Published by Steve Coleman on April 11, 2012

Canadian liquid natural gas production fell 5.9 per cent between in January from the same period a year earlier amid new predictions the industry could face the same sort of US backlash that deep-sixed Keystone XL.

US legislators looking at two bills that could directly affect Canadian natural gas exports and seven export applications with the US Department of Energy have the potential to derail natural gas exports to buyers south of the border.

Two bills introduced in the last year would prevent US exploration companies from exporting liquid natural gas produced in the US. The surplus would cut demand for Canadian-produced gas.

Legislators on Capitol Hill lack a certain "political comfort" with energy exports, Steve Crookshank, a senior economist at the American Petroleum Institute said in an interview with Alberta Oil magazine.

Statistics Canada says marketable natural gas production fell 5.9 per cent in January to 13.4 billion cubic metres.

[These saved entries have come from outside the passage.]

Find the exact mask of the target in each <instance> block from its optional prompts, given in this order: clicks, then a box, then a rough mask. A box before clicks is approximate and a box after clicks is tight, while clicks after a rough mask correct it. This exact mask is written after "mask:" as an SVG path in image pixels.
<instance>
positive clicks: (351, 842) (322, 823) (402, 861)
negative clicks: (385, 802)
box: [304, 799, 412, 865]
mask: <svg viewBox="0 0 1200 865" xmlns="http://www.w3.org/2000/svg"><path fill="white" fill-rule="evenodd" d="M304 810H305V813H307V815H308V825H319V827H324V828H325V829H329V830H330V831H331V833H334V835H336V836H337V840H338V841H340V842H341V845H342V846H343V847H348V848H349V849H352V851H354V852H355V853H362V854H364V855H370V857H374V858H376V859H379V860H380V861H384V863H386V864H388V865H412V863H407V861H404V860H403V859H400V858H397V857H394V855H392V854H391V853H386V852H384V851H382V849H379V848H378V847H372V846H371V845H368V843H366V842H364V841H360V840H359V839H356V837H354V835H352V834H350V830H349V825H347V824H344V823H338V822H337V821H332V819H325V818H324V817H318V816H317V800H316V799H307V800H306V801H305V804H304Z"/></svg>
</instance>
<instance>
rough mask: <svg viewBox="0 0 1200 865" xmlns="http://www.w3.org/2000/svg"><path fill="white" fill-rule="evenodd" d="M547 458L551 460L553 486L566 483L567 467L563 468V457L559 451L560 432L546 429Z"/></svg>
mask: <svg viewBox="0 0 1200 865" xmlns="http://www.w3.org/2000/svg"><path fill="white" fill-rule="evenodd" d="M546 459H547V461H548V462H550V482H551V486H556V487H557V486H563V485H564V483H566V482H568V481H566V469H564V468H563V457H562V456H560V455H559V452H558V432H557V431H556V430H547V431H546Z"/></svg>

While domestic sales increased three per cent, export levels dropped 18.6 per cent.

At the same time, domestic crude oil production increased 8.4 per cent to 15.9 million cubic metres. Crude oil exports were up 16.5 per cent.

From December to January, domestic production of crude oil and equivalent hydrocarbons fell one per cent, while marketable production of natural gas fell 2.7 per cent.